Dad trotted off to call the commandant. "Excellent thinking, Meg!" he reported a few minutes later. "There were no craft other than the Coast Guard cutters anywhere near the beach any night this week. They'd had an alert, and have been putting on extra patrols." Translation: they were, indeed, still lurking off the shores of our neighborhood, hoping to catch Scotty and my cousin. "It looks as if our criminal must have delivered the body by land after all."
"Unless she got there on her own," the sheriff added, shaking his head.
"I'm just glad I didn't somehow overlook seeing someone shove her over," I said. "That idea really bothered me."
"Of course there's the question of whether she was killed there, or moved there after her death," Dad continued. "And if she wasn't killed there, whether she was put there for a reason, such as to cast suspicion on someone, or merely because it was the most convenient place in the neighborhood to dispose of a corpse."
"And regardless of where she was killed, where was she all morning?" I put in.
"Good point," Dad replied. "How come no one saw her either walking or being carried down to the beach?"
"And for that matter, has anyone remembered searching the beach that day we were all looking for her?" I asked. No one, alas, had; so the question of whether she was on the beach on June 1 or put there sometime later remained unanswered.
"We're going to start the current tests tomorrow, to see how far it's feasible for her to have drifted before she was found," Dad said, turning back to the sheriff. "Did you bring the tide tables?"
Wednesday, June 8
Dad spent most of Wednesday preparing his tide and current tests. In the morning, he cruised upriver for several miles, noting every place where someone could have dropped a body into the river. Rob weaseled out, pretending to study. So since Dad's mechanical ineptness is particularly pronounced with outboard motors, I ended up as pilot, with Eric as crew. Eric could have run the boat himself, but it took both of us to fish Dad out whenever he got carried away and fell in.
Thursday, June 9
"Eileen
still hasn't shown up," I reported by phone to Michael Thursday afternoon. "I've begun to wonder if she and Steven might have eloped after all."
"Well, just bring her in as soon as you can."
"Roger."
"Or maybe you'd like to come in and do some preselecting for her, eliminating things that you know wouldn't work for her body type and so forth."
"Sounds like a good idea. I'm rather stuck out here today, but maybe I should do that as soon as I'm free."
"I could bring some of the books out to the house for you now," he offered, eagerly. Evidently he was more anxious about the deadline than he was letting on.
"Thanks, but I'm not at the house right now."
"Where are you, then?" he asked. "They need to get their phone checked, wherever you are; this is a lousy connection."
"I'm in a rowboat in the middle of the river. I'm using Samantha's cell phone." There was a pause so long I thought we'd been disconnected.

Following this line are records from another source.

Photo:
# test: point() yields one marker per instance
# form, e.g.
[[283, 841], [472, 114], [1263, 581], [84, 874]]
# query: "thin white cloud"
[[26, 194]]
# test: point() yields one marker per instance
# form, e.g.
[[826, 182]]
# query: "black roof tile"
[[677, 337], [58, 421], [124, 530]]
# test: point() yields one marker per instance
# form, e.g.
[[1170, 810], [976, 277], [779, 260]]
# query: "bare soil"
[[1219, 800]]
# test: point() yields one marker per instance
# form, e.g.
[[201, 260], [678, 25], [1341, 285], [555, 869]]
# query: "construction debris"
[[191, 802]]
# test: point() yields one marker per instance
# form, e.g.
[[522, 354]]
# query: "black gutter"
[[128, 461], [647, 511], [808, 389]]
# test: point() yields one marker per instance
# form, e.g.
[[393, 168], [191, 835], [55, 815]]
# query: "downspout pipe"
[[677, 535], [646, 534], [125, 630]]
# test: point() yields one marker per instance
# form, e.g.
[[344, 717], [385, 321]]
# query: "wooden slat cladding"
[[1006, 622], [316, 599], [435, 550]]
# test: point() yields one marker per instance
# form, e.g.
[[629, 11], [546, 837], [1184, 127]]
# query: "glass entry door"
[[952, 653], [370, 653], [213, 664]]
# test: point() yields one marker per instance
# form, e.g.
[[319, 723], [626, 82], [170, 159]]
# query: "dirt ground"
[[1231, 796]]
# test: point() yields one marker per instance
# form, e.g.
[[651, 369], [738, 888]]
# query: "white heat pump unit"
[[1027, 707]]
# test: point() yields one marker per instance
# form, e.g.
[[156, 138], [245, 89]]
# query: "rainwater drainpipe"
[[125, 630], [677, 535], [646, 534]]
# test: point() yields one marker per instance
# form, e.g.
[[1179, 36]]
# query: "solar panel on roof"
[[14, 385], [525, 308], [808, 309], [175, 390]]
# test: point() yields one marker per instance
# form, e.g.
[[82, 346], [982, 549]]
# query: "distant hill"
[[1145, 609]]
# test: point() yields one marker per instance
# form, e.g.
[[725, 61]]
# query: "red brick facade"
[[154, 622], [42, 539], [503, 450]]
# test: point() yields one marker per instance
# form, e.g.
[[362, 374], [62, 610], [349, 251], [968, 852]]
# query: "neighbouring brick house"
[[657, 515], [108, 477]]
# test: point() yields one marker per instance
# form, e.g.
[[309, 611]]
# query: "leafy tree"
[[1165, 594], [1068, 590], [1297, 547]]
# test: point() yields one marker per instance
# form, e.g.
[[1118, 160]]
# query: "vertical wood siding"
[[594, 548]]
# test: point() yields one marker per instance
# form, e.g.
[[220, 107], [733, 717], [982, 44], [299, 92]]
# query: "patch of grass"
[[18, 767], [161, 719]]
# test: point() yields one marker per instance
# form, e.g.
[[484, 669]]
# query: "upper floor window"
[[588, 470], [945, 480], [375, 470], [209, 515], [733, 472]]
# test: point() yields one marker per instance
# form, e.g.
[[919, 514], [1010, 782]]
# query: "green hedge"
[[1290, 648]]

"I know I'm going to regret asking, but why are you in a rowboat in the middle of the river?"
"Dad's driving up and down the bank, releasing flocks of numbered milk jugs at intervals. To test the speed and direction of the current and narrow down the sites where Mrs. Grover's body could have been dumped into the water."
"That'll take forever, won't it?" he asked. "After all, she was missing for several days before we found her."
"Yes, but she couldn't have been in the water for more than a few hours. Trust me on that. If you want to know why, ask Dad, although I advise not doing it just before dinner."
"I'll take your word for it. So you're out helping your Dad release bottles?"
"No, he and Rob are doing that, and keeping a log of exactly where each one was released. I'm out here to record my observations. Scientifically."
"And what have you observed, so far? Scientifically speaking."
"That there are getting to be a truly remarkable number of milk jugs bobbing around out here, but unless they start showing a great deal more enthusiasm, none of them are going to make it to the beach anytime this century. Most of them don't seem to be going anywhere at all. Except for the ones the sheriff is dropping into the current in the middle of the river. They're travelling rather briskly, but they're not coming anywhere near the beach."